Mr Cassidy went on: “So at this stage, what we have been doing in talking, but not in specific groups. It hasn’t arrived at that point yet. We know that the staff themselves are going to be looking for information, and that’s where we are at the moment. After that, we will get into the finer detail.”

Within the Western Trust board area, some 1,865 personnel are employed in admin/clerical and 5,493 nurses and midwives.

Mr McGimpsey told the MLA’s he accepted that the figures represented a significant impact on staffing numbers but, he submitted, they had to be seen in light of the reforms in health and social care that were needed so as to provide a modern, safe, effective and efficient service.

Mr McGimpsey went on: “It will be important that employers work closely with staff and their trade union organisations in addressing this down turn in posts. Trusts have already consulted with trade unions on the likely down turn in staffing numbers.

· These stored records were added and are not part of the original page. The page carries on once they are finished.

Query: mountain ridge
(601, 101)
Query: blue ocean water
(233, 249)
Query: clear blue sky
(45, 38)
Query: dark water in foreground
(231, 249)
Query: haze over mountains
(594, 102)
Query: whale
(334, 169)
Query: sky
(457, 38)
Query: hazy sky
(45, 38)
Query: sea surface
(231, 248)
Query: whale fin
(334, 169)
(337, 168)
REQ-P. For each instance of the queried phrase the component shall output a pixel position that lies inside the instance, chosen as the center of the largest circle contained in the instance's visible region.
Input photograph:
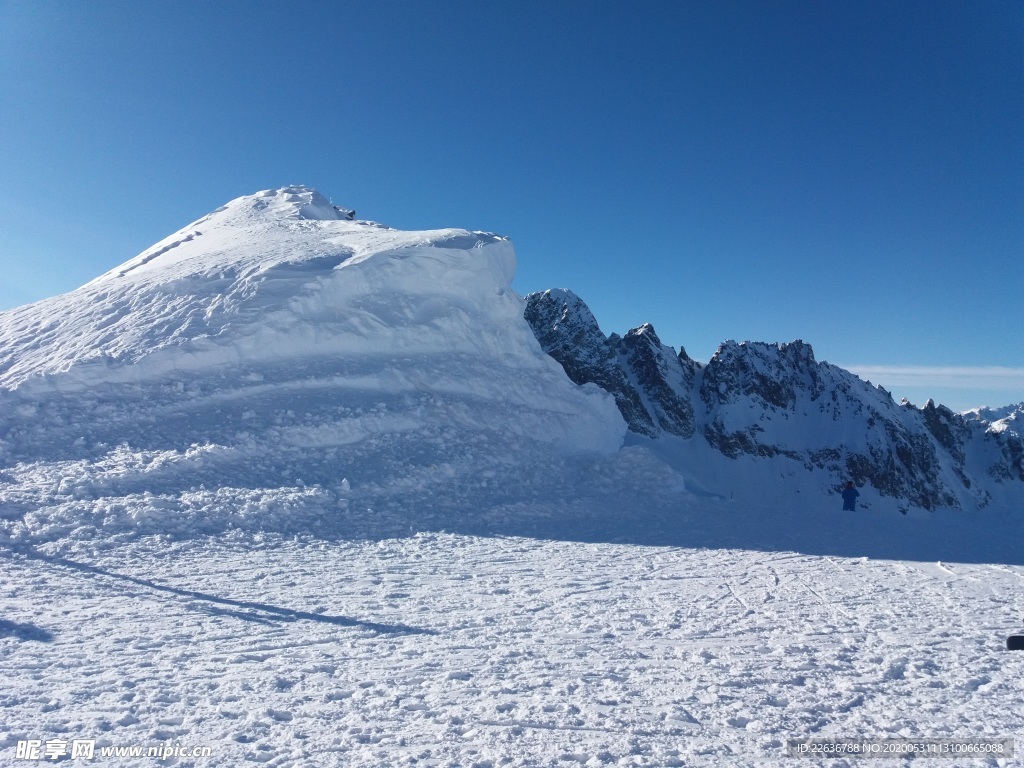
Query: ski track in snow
(471, 650)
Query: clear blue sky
(848, 173)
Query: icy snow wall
(275, 313)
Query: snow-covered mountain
(281, 291)
(293, 488)
(777, 402)
(1008, 420)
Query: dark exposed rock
(776, 400)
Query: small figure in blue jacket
(850, 495)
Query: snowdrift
(278, 345)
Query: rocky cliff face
(776, 401)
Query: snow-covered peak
(284, 282)
(1008, 419)
(292, 203)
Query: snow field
(471, 650)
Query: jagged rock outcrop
(776, 400)
(650, 383)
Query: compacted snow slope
(305, 491)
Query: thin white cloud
(960, 377)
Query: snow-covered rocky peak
(777, 402)
(298, 203)
(282, 289)
(1008, 420)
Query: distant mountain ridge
(777, 401)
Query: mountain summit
(776, 404)
(278, 298)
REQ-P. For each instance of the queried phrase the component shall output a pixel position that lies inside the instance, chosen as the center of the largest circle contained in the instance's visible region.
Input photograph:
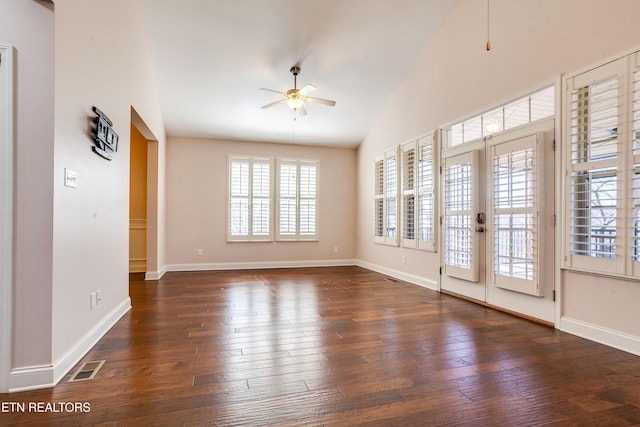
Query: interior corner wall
(533, 43)
(100, 60)
(29, 27)
(197, 180)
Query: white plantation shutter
(250, 200)
(308, 199)
(297, 200)
(386, 206)
(596, 173)
(287, 201)
(378, 199)
(418, 201)
(634, 203)
(409, 176)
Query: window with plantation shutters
(386, 203)
(250, 199)
(418, 205)
(297, 200)
(602, 180)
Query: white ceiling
(211, 57)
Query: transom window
(536, 106)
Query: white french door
(497, 220)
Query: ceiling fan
(295, 98)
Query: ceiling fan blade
(273, 104)
(320, 101)
(271, 90)
(307, 89)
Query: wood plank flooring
(337, 346)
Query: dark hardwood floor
(334, 346)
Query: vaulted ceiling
(211, 57)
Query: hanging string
(488, 28)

“Although the overall reduction in posts is significant, it should be seen in the context of a very rapid expansion of staffing numbers in this decade.”

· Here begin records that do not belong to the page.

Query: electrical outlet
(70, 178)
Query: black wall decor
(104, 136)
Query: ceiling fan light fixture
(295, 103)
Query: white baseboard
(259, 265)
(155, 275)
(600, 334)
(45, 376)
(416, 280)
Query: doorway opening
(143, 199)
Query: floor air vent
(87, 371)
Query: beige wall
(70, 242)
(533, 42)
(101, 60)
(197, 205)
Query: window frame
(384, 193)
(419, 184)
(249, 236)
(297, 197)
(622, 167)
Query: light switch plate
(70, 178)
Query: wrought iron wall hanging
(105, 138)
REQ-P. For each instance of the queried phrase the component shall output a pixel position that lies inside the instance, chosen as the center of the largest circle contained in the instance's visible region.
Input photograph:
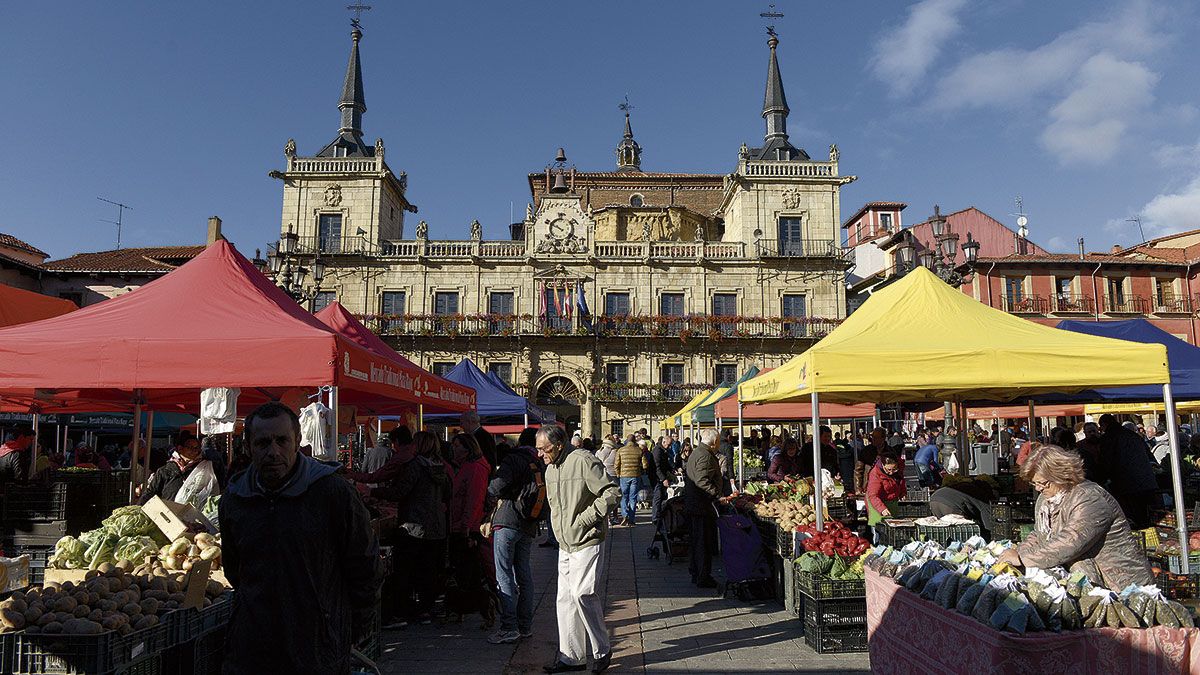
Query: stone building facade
(619, 296)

He said a reduction of circa 2,475 posts would bring staffing numbers back to those experienced in 2005.

But, he held out a glimmer of hope for those employees dreading the chop: “Our current planning assumptions are that there will not be the need for compulsory redundancies to achieve the down turn in posts. Staff turnover (ie those leaving) is running at 5%-6%. This equates to more that 3,000 staff or 2,500 whole time equivalents per annum.”

He explained that nurses and midwives make up the largest proportion and that their roles and responsibilities would continue to change in line with the health reforms that were improving care for patients.

“As more services are delivered in or closer to home”, he suggested, ” there will be many opportunities for nurses in acute settings to follow patients and work, wholly or partially, outside the hospital.”

Turning to student nurses and other trainees coming on to the job market, he estimated that health and social services would still require about 400 newly qualified nurses over each of the next three years.

“This is down from about 550”, he stated, “but the private sector has indicated that it should be able to absorb the surplus, and they are planning to downturn their recruitment of international nurses to reflect the new labour market conditions.”

He noted “Failure to achieve the efficiencies means that either planned service developments would not be provided or there would need to be cutbacks from the current pattern of service delivery.

Responding to his proposals, Patricia McKeown stated: “We are not prepared to accept a single cut in frontline services to patients, including nursing and community care. Nor are we prepared to accept the hidden outsourcing and threat of privatisation contained in the proposals.

“There is no prospect of Government meeting its own targets on reducing health inequality across Northern Ireland if Trusts engage in cost-cutting exercises which threaten vital frontline services and jobs.”

She said there were now hundreds of Home Help vacancies and thousands of vulnerable elderly left without support. “Beds and wards are earmarked for closure without ‘step-down’ facilities in the community, and plans are underway to increase private provision, particularly in residential and community care.”